Казалось бы, невероятно: рабочие – и вдруг против большевиков, против своей же партии! Но здесь надо отметить, что уральский пролетариат, в отличие от питерского, московского или донецкого, был не кадровым, а как правило, сезонным, сохранявшим постоянные связи с деревней, к разорению которой «приложили руку» большевики. Кроме того, злоупотребления местных советских властей на Урале до прихода белых были особенно вопиющими. И именно при Колчаке, зимой 1918/19 года, на уральских заводах впервые после революции начался рост производительности труда.
Вообще у нас до сих пор с «легкой» руки советской пропаганды бытует расхожее мнение, что русский рабочий класс – во всяком случае, «кадровый», в своей массе (в отличие от уральцев) поддерживавший большевиков, особенно питерский – был исключительно грамотным и политически развитым. До такой степени, что возникает резонный вопрос: почему же сейчас он не таков? В памятной исторической кинотрилогии о Максиме этот рабочий-большевик легко побеждает в споре интеллигента-меньшевика на удивление точными дословными цитатами из К. Маркса.

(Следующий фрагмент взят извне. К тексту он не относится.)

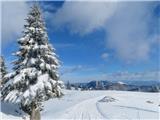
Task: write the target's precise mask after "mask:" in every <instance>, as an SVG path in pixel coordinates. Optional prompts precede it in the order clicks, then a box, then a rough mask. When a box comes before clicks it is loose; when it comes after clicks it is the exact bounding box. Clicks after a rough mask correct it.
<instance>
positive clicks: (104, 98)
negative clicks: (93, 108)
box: [98, 96, 117, 102]
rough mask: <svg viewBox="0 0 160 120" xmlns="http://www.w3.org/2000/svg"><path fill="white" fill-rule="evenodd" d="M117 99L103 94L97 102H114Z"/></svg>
mask: <svg viewBox="0 0 160 120" xmlns="http://www.w3.org/2000/svg"><path fill="white" fill-rule="evenodd" d="M116 100H117V99H115V98H112V97H110V96H105V97H104V98H102V99H101V100H99V101H98V102H115V101H116Z"/></svg>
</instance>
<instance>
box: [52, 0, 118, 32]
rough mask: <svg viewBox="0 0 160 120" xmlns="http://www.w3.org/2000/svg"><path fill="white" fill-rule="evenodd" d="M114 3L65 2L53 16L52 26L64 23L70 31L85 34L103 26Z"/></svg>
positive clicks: (99, 2)
mask: <svg viewBox="0 0 160 120" xmlns="http://www.w3.org/2000/svg"><path fill="white" fill-rule="evenodd" d="M115 8H116V4H112V3H109V2H108V3H107V4H106V3H105V2H94V3H90V2H71V1H70V2H65V3H64V5H63V6H62V8H60V9H59V10H58V11H57V12H56V14H55V15H54V16H53V18H52V19H53V22H52V23H53V25H54V27H58V28H59V27H61V26H63V25H65V26H66V27H68V29H69V30H70V31H71V32H72V33H78V34H81V35H85V34H87V33H90V32H93V31H95V30H97V29H99V28H101V27H103V26H104V24H105V23H106V20H107V19H108V18H109V17H110V16H112V15H113V12H114V10H115Z"/></svg>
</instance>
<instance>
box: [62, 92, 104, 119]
mask: <svg viewBox="0 0 160 120" xmlns="http://www.w3.org/2000/svg"><path fill="white" fill-rule="evenodd" d="M102 97H104V95H103V96H100V97H96V98H91V99H87V100H84V101H82V102H80V103H78V104H76V105H75V106H73V107H70V108H68V109H67V110H66V111H65V113H64V115H62V116H61V118H66V119H72V120H76V119H81V120H84V119H87V120H91V119H94V120H99V119H103V120H104V119H107V117H106V116H105V115H104V114H103V113H102V112H101V111H100V109H99V108H98V106H97V101H98V100H99V99H100V98H102Z"/></svg>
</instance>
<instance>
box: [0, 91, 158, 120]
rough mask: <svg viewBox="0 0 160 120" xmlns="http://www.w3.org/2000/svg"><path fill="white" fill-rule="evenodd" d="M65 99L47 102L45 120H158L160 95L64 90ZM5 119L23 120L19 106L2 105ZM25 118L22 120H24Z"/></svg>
mask: <svg viewBox="0 0 160 120" xmlns="http://www.w3.org/2000/svg"><path fill="white" fill-rule="evenodd" d="M64 93H65V95H64V96H63V97H62V98H59V99H58V98H56V99H51V100H49V101H46V102H44V107H43V111H41V119H42V120H53V119H74V120H75V119H86V120H91V119H139V120H140V119H154V120H158V119H159V110H160V103H159V93H143V92H129V91H74V90H70V91H69V90H68V91H67V90H64ZM1 107H2V109H1V117H2V120H8V119H9V120H11V119H12V120H14V119H16V120H23V119H24V118H26V119H28V117H27V116H26V117H25V114H24V113H21V114H18V113H19V111H18V110H16V109H17V106H16V105H8V104H6V103H2V104H1ZM22 116H23V118H22Z"/></svg>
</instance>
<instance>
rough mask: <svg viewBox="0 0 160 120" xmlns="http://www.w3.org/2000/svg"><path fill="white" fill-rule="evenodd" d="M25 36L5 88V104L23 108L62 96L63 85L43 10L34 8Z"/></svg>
mask: <svg viewBox="0 0 160 120" xmlns="http://www.w3.org/2000/svg"><path fill="white" fill-rule="evenodd" d="M26 21H27V24H26V25H24V28H25V29H24V31H23V33H24V35H23V36H22V37H21V38H20V39H19V40H18V44H19V45H20V47H19V50H18V51H17V52H15V53H14V55H15V56H17V58H18V59H17V60H16V61H14V68H13V69H14V73H13V74H11V75H6V79H8V82H7V83H6V85H5V87H4V88H3V92H2V94H3V96H4V100H6V101H12V102H15V101H20V102H21V103H22V104H23V105H26V104H27V105H29V104H31V102H33V101H34V102H35V101H36V102H41V101H43V100H44V99H45V100H46V99H49V98H51V97H53V96H55V97H57V96H60V95H61V85H62V82H61V81H59V75H58V73H57V69H58V68H59V61H58V59H57V56H56V54H55V49H54V48H53V47H52V45H51V44H49V39H48V35H47V32H46V28H45V24H44V22H43V19H42V16H41V12H40V8H39V6H38V5H34V6H33V7H32V8H31V11H30V12H29V14H28V16H27V19H26Z"/></svg>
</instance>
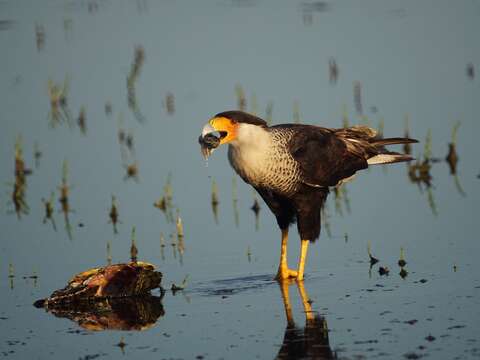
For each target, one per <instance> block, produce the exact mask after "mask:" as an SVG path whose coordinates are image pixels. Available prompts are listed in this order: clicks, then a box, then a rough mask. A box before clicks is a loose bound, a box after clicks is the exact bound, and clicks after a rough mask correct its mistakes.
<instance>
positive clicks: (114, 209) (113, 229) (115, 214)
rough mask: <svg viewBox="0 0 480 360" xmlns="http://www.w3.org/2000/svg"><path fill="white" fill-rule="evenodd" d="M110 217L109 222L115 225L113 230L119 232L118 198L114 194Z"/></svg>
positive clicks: (117, 233)
mask: <svg viewBox="0 0 480 360" xmlns="http://www.w3.org/2000/svg"><path fill="white" fill-rule="evenodd" d="M108 216H109V217H110V221H109V223H111V224H112V225H113V232H114V233H115V234H118V230H117V223H118V206H117V199H116V198H115V196H114V195H112V206H111V208H110V212H109V214H108Z"/></svg>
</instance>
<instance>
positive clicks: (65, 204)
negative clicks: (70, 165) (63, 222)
mask: <svg viewBox="0 0 480 360" xmlns="http://www.w3.org/2000/svg"><path fill="white" fill-rule="evenodd" d="M59 190H60V198H59V199H58V201H59V202H60V204H61V212H62V213H63V217H64V220H65V230H66V231H67V235H68V238H69V239H70V240H71V239H72V226H71V224H70V218H69V214H70V213H71V212H73V210H71V208H70V202H69V193H70V186H69V185H68V162H67V160H64V161H63V166H62V183H61V185H60V186H59Z"/></svg>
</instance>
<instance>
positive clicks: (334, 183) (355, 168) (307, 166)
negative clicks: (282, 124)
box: [289, 125, 368, 187]
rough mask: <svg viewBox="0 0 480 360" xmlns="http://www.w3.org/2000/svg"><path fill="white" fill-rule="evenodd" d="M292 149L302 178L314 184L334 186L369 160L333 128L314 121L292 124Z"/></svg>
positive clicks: (351, 174)
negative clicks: (366, 159) (298, 163)
mask: <svg viewBox="0 0 480 360" xmlns="http://www.w3.org/2000/svg"><path fill="white" fill-rule="evenodd" d="M291 129H292V130H293V131H294V135H293V137H292V139H291V142H290V145H289V146H290V152H291V154H292V156H293V158H294V159H295V160H296V161H298V163H299V165H300V168H301V170H302V176H303V181H304V182H305V183H306V184H308V185H313V186H325V187H327V186H335V185H337V184H338V182H339V181H340V180H342V179H345V178H348V177H350V176H352V175H353V174H355V172H356V171H358V170H361V169H365V168H367V167H368V164H367V160H366V159H365V157H364V156H361V155H360V154H355V153H353V152H351V151H349V149H348V148H347V146H346V144H345V142H344V141H343V140H342V139H340V138H339V137H338V136H337V135H336V134H335V131H334V130H330V129H326V128H321V127H318V126H312V125H298V126H295V127H293V126H292V127H291Z"/></svg>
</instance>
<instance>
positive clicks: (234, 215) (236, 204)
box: [232, 176, 240, 228]
mask: <svg viewBox="0 0 480 360" xmlns="http://www.w3.org/2000/svg"><path fill="white" fill-rule="evenodd" d="M232 205H233V218H234V220H235V226H236V227H237V228H238V226H239V225H240V213H239V211H238V196H237V178H236V177H235V176H234V177H233V178H232Z"/></svg>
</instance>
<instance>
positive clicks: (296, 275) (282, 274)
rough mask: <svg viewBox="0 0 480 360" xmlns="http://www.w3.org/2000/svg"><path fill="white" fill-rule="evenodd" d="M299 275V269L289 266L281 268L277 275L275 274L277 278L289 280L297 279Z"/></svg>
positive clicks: (275, 277)
mask: <svg viewBox="0 0 480 360" xmlns="http://www.w3.org/2000/svg"><path fill="white" fill-rule="evenodd" d="M297 277H298V271H297V270H292V269H289V268H287V267H285V268H279V269H278V272H277V275H276V276H275V280H279V281H282V280H288V279H296V278H297Z"/></svg>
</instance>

Конечно, это большое преувеличение: коммунистам было выгодно представлять свой «классовый авангард» именно таким (не хуже, мол, «гнилой контрреволюционной интеллигенции»!). Да, постольку, поскольку рабочие относились к городским жителям, они были, как правило, грамотнее деревенских, но далеко не все, и даже грамотные в смысле образования и политической культуры в своей массе находились на низком уровне.